Para hakim telah memberikan penilaian mereka, yang diharapkan akan berlangsung dalam beberapa minggu ke depan. Mereka akan mempertimbangkan pernyataan yang dibuat oleh pengacara Moti, Edward Fitzgerald, bahwa terdakwa menghadapi risiko yang sangat nyata dari peningkatan dakwaan terhadap terorisme.
Tuduhan teror tersebut akan membuat Moti berisiko dijatuhi hukuman penjara seumur hidup tanpa pembebasan bersyarat berdasarkan hukum AS, yang menurut pengacaranya akan melanggar hak asasi manusianya.
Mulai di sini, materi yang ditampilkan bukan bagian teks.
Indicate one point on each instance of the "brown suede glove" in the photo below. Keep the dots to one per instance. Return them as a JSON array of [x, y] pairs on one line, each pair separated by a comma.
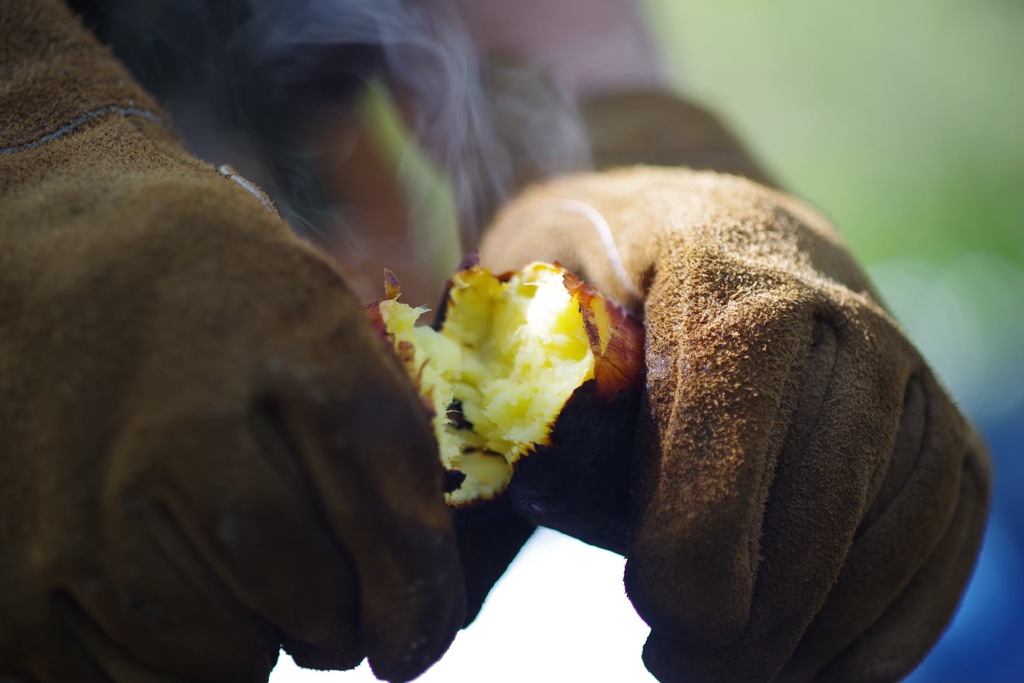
[[204, 451], [807, 503]]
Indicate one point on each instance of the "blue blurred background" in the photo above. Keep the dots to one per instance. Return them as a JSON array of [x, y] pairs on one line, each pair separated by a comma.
[[903, 122]]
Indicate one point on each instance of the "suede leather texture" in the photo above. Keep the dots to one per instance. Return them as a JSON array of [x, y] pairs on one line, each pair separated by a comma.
[[205, 454], [807, 503]]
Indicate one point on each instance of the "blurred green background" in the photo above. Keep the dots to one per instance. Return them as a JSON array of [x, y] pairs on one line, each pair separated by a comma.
[[904, 123]]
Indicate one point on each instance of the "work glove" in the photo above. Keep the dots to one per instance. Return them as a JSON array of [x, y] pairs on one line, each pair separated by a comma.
[[205, 454], [806, 502]]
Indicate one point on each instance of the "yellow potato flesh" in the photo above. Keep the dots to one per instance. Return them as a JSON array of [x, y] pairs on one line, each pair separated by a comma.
[[508, 356]]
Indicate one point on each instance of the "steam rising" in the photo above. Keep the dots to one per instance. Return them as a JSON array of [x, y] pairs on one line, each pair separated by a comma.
[[254, 71]]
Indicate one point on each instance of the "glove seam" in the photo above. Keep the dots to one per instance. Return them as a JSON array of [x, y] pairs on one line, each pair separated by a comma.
[[83, 120]]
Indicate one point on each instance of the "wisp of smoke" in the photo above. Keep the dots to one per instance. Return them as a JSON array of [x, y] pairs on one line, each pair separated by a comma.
[[262, 67]]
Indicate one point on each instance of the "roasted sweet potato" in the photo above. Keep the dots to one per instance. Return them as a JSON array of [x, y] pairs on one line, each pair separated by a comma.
[[532, 379]]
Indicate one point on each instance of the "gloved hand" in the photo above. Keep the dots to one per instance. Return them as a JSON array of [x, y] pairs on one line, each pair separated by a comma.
[[204, 451], [807, 503]]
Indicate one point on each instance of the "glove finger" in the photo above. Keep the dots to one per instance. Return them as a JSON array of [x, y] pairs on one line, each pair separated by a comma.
[[819, 487], [719, 384], [208, 543], [366, 442], [117, 665], [486, 549], [906, 520], [901, 637], [54, 654], [818, 497]]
Dia juga berpendapat bahwa depresi klinis Moti sedemikian rupa sehingga akan sangat menekan untuk mengekstradisinya, mengingat risiko bunuh diri yang sangat tinggi.
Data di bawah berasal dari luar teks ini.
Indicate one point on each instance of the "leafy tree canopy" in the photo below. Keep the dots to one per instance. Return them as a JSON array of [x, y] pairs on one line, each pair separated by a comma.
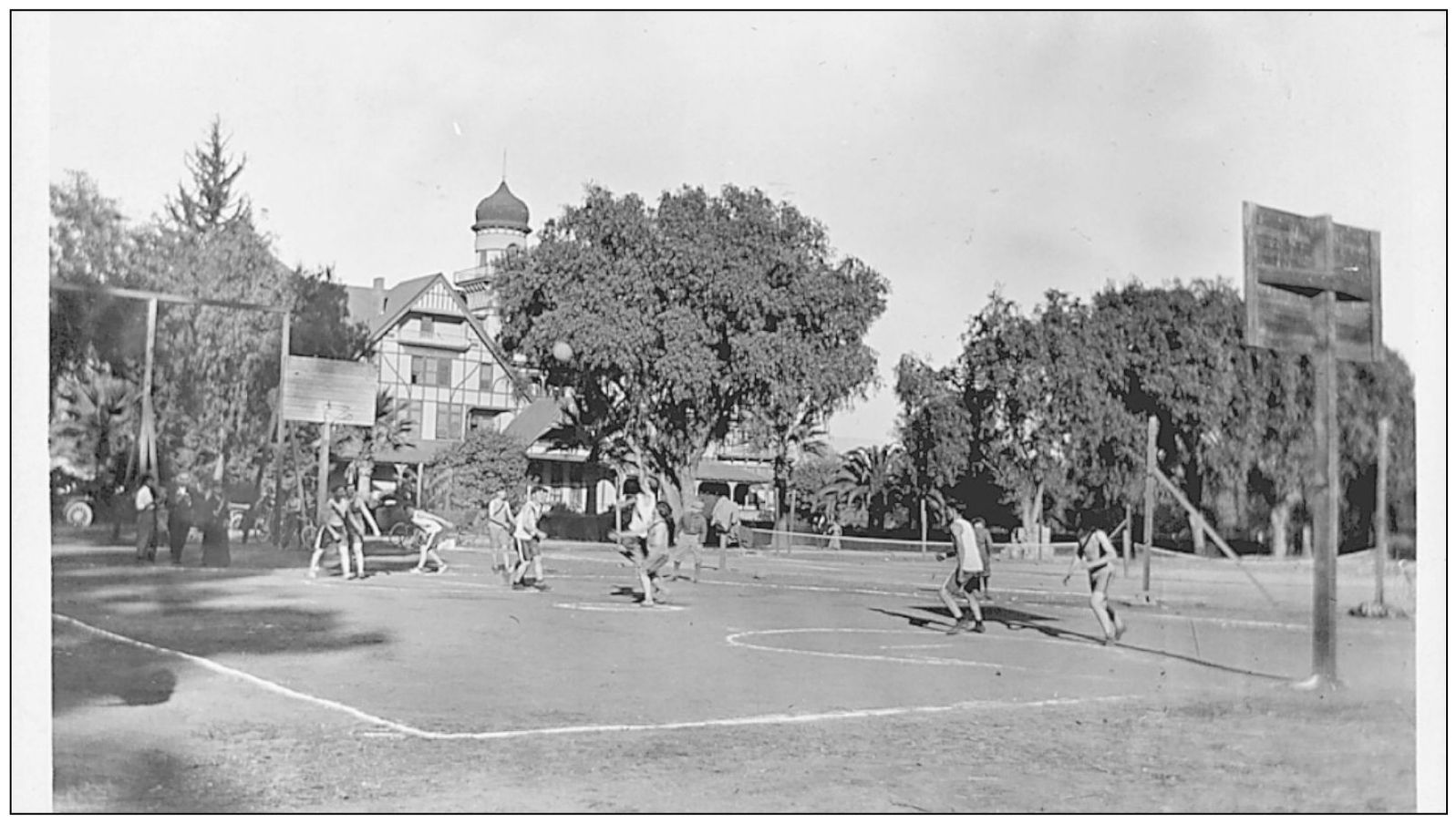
[[480, 465], [690, 316]]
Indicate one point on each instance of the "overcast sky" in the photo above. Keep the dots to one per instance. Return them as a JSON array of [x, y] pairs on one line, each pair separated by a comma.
[[953, 151]]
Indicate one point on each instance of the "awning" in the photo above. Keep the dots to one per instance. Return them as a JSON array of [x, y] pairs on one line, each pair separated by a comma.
[[541, 417], [726, 472]]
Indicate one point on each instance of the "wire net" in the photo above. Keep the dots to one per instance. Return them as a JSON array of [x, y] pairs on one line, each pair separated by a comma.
[[766, 539]]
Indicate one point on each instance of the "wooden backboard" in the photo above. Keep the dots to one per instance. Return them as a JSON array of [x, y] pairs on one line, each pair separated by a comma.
[[1289, 260], [326, 390]]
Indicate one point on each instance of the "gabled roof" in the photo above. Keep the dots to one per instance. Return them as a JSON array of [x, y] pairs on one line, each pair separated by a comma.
[[398, 302]]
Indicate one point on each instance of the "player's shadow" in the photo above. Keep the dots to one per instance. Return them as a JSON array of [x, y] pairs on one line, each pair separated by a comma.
[[1018, 619], [626, 592]]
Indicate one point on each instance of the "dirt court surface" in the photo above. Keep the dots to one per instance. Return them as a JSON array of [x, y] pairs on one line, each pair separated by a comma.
[[802, 683]]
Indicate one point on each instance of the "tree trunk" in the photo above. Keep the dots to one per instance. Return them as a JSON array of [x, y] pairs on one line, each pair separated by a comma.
[[1278, 529], [1200, 539], [1028, 516], [780, 500]]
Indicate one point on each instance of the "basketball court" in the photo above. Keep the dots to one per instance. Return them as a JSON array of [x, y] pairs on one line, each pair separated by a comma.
[[776, 646]]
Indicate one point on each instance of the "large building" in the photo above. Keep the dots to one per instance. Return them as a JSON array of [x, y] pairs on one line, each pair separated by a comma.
[[434, 345]]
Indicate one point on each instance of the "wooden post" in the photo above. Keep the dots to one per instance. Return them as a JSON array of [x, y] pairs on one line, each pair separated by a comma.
[[1217, 541], [1149, 501], [794, 502], [283, 427], [1327, 482], [1382, 524], [1127, 534], [148, 440], [922, 527], [322, 492]]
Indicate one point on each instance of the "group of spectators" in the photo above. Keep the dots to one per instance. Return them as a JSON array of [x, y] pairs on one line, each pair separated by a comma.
[[188, 504]]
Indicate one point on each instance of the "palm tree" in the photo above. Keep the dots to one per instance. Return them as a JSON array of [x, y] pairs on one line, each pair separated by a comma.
[[788, 437], [94, 422], [868, 479]]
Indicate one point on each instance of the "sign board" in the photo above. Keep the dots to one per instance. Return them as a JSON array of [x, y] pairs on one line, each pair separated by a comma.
[[326, 390], [1289, 260]]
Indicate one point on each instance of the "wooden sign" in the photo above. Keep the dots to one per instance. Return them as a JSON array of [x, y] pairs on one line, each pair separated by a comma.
[[325, 390], [1289, 261]]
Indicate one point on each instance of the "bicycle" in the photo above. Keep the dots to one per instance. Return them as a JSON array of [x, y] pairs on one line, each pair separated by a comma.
[[300, 527], [407, 536]]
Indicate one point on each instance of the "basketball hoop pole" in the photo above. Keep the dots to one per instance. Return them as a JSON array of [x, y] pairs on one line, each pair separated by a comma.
[[1327, 519]]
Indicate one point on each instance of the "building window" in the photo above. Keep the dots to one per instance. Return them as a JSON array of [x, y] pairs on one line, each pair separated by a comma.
[[482, 419], [429, 370], [414, 411], [449, 421]]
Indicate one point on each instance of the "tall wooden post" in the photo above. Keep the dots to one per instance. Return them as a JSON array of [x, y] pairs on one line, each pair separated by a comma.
[[1149, 501], [794, 502], [322, 492], [1127, 534], [148, 440], [1327, 479], [1382, 524], [282, 434], [922, 527]]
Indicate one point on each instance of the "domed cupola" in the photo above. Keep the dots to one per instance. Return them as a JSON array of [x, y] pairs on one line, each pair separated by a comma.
[[502, 210]]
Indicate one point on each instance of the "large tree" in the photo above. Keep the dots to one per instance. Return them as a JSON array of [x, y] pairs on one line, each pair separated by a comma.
[[90, 245], [689, 317], [473, 469], [212, 201], [867, 480], [935, 429]]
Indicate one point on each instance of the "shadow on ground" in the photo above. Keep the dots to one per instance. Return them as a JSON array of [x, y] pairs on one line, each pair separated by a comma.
[[1017, 619], [188, 609]]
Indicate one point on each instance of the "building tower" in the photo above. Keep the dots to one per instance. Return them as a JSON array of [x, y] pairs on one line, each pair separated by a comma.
[[501, 224]]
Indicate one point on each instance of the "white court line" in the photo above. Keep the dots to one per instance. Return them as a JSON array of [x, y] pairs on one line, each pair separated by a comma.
[[1055, 597], [736, 641], [498, 734]]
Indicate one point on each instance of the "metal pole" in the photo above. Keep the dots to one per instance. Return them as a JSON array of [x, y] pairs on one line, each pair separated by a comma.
[[1327, 479], [1382, 523], [283, 427], [1149, 501]]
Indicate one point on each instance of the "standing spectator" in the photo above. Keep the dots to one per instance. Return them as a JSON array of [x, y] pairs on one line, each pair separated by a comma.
[[727, 517], [690, 534], [983, 543], [214, 527], [834, 533], [527, 539], [658, 541], [180, 519], [498, 524], [146, 502]]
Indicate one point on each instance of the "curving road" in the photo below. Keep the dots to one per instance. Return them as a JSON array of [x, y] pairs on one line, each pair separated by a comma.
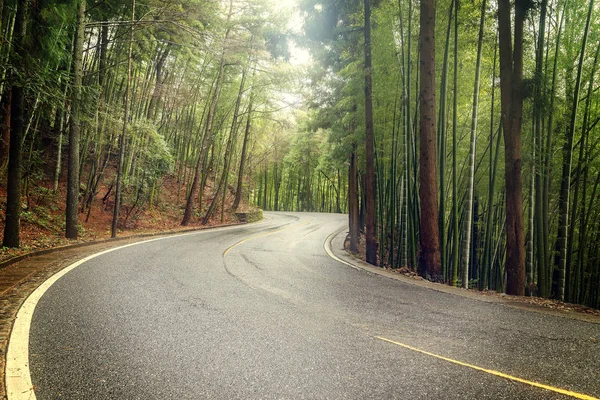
[[261, 311]]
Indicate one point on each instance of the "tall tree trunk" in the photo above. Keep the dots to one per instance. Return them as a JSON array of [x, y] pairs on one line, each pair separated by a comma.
[[430, 261], [222, 185], [126, 100], [75, 129], [565, 183], [371, 240], [189, 206], [240, 181], [511, 77], [12, 226], [466, 249], [353, 203]]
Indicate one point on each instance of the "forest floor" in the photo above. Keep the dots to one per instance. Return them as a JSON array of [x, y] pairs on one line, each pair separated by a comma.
[[43, 221], [524, 300]]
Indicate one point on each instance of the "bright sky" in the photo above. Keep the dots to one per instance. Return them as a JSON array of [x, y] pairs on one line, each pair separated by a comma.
[[299, 55]]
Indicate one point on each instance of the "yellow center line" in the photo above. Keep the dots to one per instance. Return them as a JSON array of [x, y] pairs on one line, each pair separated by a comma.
[[261, 235], [492, 372]]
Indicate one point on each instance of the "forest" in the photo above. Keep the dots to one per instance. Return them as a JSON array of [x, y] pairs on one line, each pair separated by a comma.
[[460, 138]]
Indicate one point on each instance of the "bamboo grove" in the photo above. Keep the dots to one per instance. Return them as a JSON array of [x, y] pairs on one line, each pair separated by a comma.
[[460, 137], [120, 95], [551, 149]]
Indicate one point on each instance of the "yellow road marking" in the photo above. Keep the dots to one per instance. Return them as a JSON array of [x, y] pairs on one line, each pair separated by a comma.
[[492, 372], [261, 235]]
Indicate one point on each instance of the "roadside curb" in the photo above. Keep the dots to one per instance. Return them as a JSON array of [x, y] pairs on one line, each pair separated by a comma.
[[334, 246]]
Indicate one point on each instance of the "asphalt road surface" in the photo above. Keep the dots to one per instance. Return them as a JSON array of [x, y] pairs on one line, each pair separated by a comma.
[[274, 317]]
Pengadilan mendengar bahwa Moti, yang menghadapi kesulitan keuangan yang serius, mengatakan selama pemeriksaan mental bahwa dia telah “kehilangan semua harapan” setelah kematian ibunya.
John Hardy, muncul atas nama pemerintah AS, menunjuk pada jaminan diplomatik dari pihak berwenang Amerika dan bahwa “tidak ada contoh” jaminan seperti itu yang tidak dihormati.
Berbeda dengan Perjanjian Ekstradisi India-Inggris, perjanjian AS-Inggris melibatkan proses hukum yang relatif lebih sederhana untuk ekstradisi karena negara yang meminta tidak diharuskan untuk membuat kasus prima facie yang rumit terhadap tertuduh di hadapan pengadilan Inggris.
Selain pencucian uang, Moti menghadapi ekstradisi ke AS atas tuduhan pemerasan dan konspirasi untuk mengimpor zat-zat yang melanggar hukum seperti pahlawan wanita setelah ditangkap oleh Unit Ekstradisi Scotland Yard pada Agustus 2018.
Keputusan Hakim Distrik Zani yang mendukung ekstradisi dijatuhkan tahun lalu dalam dua bagian, satu terbuka untuk umum dan yang lainnya sebagian ditutup dan diklasifikasikan karena bukti “sensitif” yang disajikan dalam kamera ke pengadilan.
Tercatat bahwa menurut informasi yang ditetapkan dalam permintaan ekstradisi AS, pria berusia 53 tahun itu dikatakan sebagai anggota penting dari organisasi kriminal internasional bernama “D Company”, yang berbasis di Pakistan, India, dan UEA. Organisasi itu disebut-sebut telah melakukan kegiatan kriminal di AS, yang meliputi perdagangan narkoba, pencucian uang, dan pemerasan.
Dalam argumen penutup kasus pada November 2019, hakim telah meminta kejelasan dari pihak berwenang AS tentang aspek teror dalam kasus tersebut, karena merujuk pada kaitan Moti dengan Kompi D.
“Ada elemen tambahan dalam kasus ini yaitu ada rujukan yang jelas pada posisi (Moti) pria ini, yang dikatakan sebagai letnan pria (Dawood) yang terlibat dalam kejahatan paling menghebohkan, termasuk pemboman di India. , “Hakim Zani mencatat.
Dia kemudian menyimpulkan bahwa dia puas bahwa otoritas AS sangat menyadari masalah kesehatan mental Moti dan bukti yang diterima dari mereka menyatakan bahwa mereka tetap yakin bahwa kebutuhannya akan terpenuhi secara memadai dan bahwa pengobatan yang sesuai akan diberikan.